Violences aux médecins : la société est malade

smiley-1635454_1280La publication récente du rapport annuel de l’Observatoire de la Sécurité des Médecins (ONSM), et les agressions inadmissibles touchant des médecins dans l’exercice de leur fonction tant à l’hôpital qu’en médecine de ville, ont mis le problème de la sécurité des médecins sous les feux de l’actualité.

En médecine de ville, l’ONSM constate près d’un millier de déclarations d’agressions, chiffre très certainement sous-estimé : il n’est pas dans la tradition du médecin de déclarer un incident ou de porter plainte. Le médecin est beaucoup plus naturellement dans l’écoute, l’empathie et le dialogue que dans la recherche d’une sanction ou d’une répression.

Néanmoins, ce chiffre interpelle, d’autant qu’il est en hausse par rapport à ces dernières années. Les agressions sont majoritairement verbales et menaçantes, le vol et le vandalisme représentant un bon quart des déclarations et les violences physiques, 8%.

Pourtant, le médecin est souvent le dernier lien social qui persiste dans les quartiers difficiles, les zones particulièrement défavorisées, et ces violences témoignent souvent des difficultés de ces populations. Mais ces violences à l’encontre des professionnels de santé, qui se dévouent pour accompagner le patient dans ses difficultés physiques ou morales, sont inadmissibles. Ce manque de respect est mal vécu par le médecin, à juste titre. Pourtant, il n’est que le reflet d’une société malade, où l’excessif a pris le pas sur le raisonnable. Il n’y a qu’à écouter les discours ou les interjections des hommes politiques entre eux, dont l’expression est devenue caricaturale et agressive.
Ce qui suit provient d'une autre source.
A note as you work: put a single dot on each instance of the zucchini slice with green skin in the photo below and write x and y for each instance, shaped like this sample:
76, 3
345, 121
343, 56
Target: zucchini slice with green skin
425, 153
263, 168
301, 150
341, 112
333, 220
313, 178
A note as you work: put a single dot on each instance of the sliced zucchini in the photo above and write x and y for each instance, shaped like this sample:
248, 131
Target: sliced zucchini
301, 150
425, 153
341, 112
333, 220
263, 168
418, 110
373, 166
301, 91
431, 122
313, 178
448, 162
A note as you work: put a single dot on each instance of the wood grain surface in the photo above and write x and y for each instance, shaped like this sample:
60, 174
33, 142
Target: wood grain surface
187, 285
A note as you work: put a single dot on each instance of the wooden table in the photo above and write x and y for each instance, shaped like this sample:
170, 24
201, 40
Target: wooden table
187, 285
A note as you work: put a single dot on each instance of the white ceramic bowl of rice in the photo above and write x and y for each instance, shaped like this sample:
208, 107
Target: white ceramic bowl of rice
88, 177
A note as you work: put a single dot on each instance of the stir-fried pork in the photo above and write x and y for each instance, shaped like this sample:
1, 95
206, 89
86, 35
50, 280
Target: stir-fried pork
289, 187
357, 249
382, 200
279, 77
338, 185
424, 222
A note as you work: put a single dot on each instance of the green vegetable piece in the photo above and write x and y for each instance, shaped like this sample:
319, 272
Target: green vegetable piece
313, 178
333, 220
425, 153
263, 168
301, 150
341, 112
Il n’y a qu’à regarder l’évolution des médias où, pour vendre du journal, la première page doit être accrocheuse à l’excès.
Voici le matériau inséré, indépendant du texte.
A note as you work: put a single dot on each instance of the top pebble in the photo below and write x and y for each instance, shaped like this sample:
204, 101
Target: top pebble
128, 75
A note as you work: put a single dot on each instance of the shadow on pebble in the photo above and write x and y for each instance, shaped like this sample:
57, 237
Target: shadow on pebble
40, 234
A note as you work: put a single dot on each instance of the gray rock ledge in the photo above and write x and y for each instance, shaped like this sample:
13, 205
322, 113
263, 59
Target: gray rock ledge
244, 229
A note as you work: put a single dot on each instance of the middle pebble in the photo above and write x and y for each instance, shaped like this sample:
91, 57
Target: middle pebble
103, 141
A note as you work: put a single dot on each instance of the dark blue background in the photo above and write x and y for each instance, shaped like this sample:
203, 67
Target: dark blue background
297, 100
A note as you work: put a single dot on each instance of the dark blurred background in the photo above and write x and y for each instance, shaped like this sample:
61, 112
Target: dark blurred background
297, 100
Il est temps que notre expression collective se ressaisisse et évite les excès de langage retranscrits à l’identique, comme l’avait fait L’Equipe qui avait reproduit, en Une, les insultes ordurières d’un joueur de football à l’encontre de son entraîneur !

Cette dérive de la presse française vers des tabloïds de type anglo-saxon a de quoi préoccuper. On me dira qu’un « journal des bonnes nouvelles » ne se vendrait pas ; on fera remarquer qu’on ne parle jamais des trains qui arrivent à l’heure. Mais l’information objective ne doit pas laisser la place à une information débridée, immédiate, spectaculaire, voire choquante, en particulier pour les images ou les reportages. Où est donc la limite quand des corps de soldats abattus s’affichent sans vergogne sur les écrans de télévision lors des journaux télévisés comme dans une mauvaise série B ?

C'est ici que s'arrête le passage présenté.